Dans les bois de Smolensk, on trouve d'innombrables tombes sans nom. Elles renferment les corps des officiers polonais tués à Katyn et dans ses environs; des victimes des purges staliniennes, des partisans et des paysans rebelles pourraient également y être enterrés. Personne ne sait réellement ce qu'il en est: pendant des décennies, l'histoire de ces tombes a été passée sous silence, rejetée en bloc, ou manipulée à des fins politiques. Les chefs d'Etat occidentaux connaissaient la vérité, mais ils ont accepté de jouer le jeu: ainsi, les juges britanniques et américains du procès de Nuremberg laissèrent l'Union soviétique ajouter le massacre de Katyn à la liste des faits susceptibles d'être attribués à l'armée allemande.

Dans cette partie du monde, la mort soudaine d'un homme politique a souvent fait naître diverses théories du complot. Prenez le cas du général Wladyslaw Sikorski, Premier ministre polonais pendant la guerre, lui-aussi disparu dans le crash d'un avion. Cet accident (survenu à Gibraltar en 1943) priva la Pologne du plus fiable et plus compétent de ses hommes d'Etat à un moment crucial, facilitant par là même la prise de contrôle du pays par les Soviétiques. Aucune enquête sérieuse ne fut menée à l'époque, et la mort du général fut le premier d'une longue série d'évènements tragiques -si bien qu'à tort ou à raison, l'affaire est, encore à ce jour, nimbée d'un voile de mystère.

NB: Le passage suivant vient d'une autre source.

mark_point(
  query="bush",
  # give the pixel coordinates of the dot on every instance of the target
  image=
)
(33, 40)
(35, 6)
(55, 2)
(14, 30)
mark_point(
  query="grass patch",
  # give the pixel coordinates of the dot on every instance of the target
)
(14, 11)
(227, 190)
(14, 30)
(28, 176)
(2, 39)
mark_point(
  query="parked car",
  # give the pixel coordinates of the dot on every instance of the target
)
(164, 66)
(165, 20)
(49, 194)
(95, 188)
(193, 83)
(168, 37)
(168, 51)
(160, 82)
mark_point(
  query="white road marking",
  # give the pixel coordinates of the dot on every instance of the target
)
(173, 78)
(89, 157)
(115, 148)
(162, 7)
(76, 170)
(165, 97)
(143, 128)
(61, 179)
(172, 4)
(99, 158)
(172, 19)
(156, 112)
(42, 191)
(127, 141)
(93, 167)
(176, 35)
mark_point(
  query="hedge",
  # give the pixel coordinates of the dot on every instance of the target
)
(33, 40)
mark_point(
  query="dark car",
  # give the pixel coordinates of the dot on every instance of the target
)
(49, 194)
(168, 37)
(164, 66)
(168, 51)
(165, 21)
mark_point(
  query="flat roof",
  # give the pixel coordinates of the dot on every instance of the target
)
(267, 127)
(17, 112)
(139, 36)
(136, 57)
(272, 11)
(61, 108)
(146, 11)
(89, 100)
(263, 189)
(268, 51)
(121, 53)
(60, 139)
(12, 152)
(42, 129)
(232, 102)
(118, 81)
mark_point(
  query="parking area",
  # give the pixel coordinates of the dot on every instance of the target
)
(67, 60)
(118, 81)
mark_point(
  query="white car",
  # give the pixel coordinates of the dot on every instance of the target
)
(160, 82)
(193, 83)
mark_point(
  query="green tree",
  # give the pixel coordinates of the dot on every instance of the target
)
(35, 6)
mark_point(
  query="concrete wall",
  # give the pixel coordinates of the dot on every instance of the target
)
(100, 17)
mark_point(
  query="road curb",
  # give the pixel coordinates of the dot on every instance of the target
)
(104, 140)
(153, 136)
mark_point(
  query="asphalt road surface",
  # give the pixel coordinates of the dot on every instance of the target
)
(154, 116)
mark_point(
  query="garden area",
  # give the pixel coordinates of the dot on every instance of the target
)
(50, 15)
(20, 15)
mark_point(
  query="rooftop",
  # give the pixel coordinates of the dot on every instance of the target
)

Si ces secrets et ces déformations de la vérité n'étaient que de simples pommes de discorde pour historiens, tout juste bons à animer les discussions entre spécialistes, leur importance serait sans doute limitée. Mais ils sont bien plus que cela. Pendant cinquante ans, l'Union soviétique a refusé de faire toute la lumière sur les évènements de Katyn; ce mensonge d'Etat a instauré un climat de défiance entre les deux pays -climat qui continue d'entraver leurs relations politiques, économiques et culturelles. La déformation continue de l'histoire russe affecte les Russes eux-mêmes, qui sombrent souvent dans l'apathie et le cynisme. Le manque de franchise passée (et le manque de franchise vis-à-vis du passé) des dirigeants permet par exemple de comprendre pourquoi tant de Russes pensent que le gouvernement ne leur dit pas toute la vérité sur les attaques terroristes, qui brisent régulièrement tout espoir de paix. La transparence dont font montre les autorités russes depuis samedi n'est en rien représentative de leur comportement habituel; les enquêtes entourant leurs propres catastrophes nationales sont souvent plus opaques.

Un certain réconfort

Ceci dit, le passé reste le passé: un pays peut changer; sa culture politique peut s'assouplir; ses hommes d'Etat peuvent cesser de dissimuler tout évènement gênant sous une chape de mensonge et de mystère. Depuis une vingtaine d'années, les dirigeants russes et polonais commencent à pratiquer l'art du dialogue, et parlent de plus en plus avec le peuple (quand ils le veulent bien, certes). C'est là une évolution d'importance, et elle porte déjà ses fruits, comme nous avons pu le constater ces derniers jours.

Les familles des fonctionnaires dévoués ayant perdu la vie dans l'accident n'auront pas à attendre soixante-dix années pour savoir ce qui s'est réellement passé; en cette terrible semaine, cette simple pensée m'apporte un peu de réconfort. La catastrophe survenue dans cette étrange forêt du meurtre et du secret nous replonge dans les affres d'un douloureux passé. Mais nous pouvons être sûrs d'une chose: elle ne sera pas passée sous silence; elle ne deviendra pas une «zone d'ombre» de plus dans l'histoire de cette région tourmentée.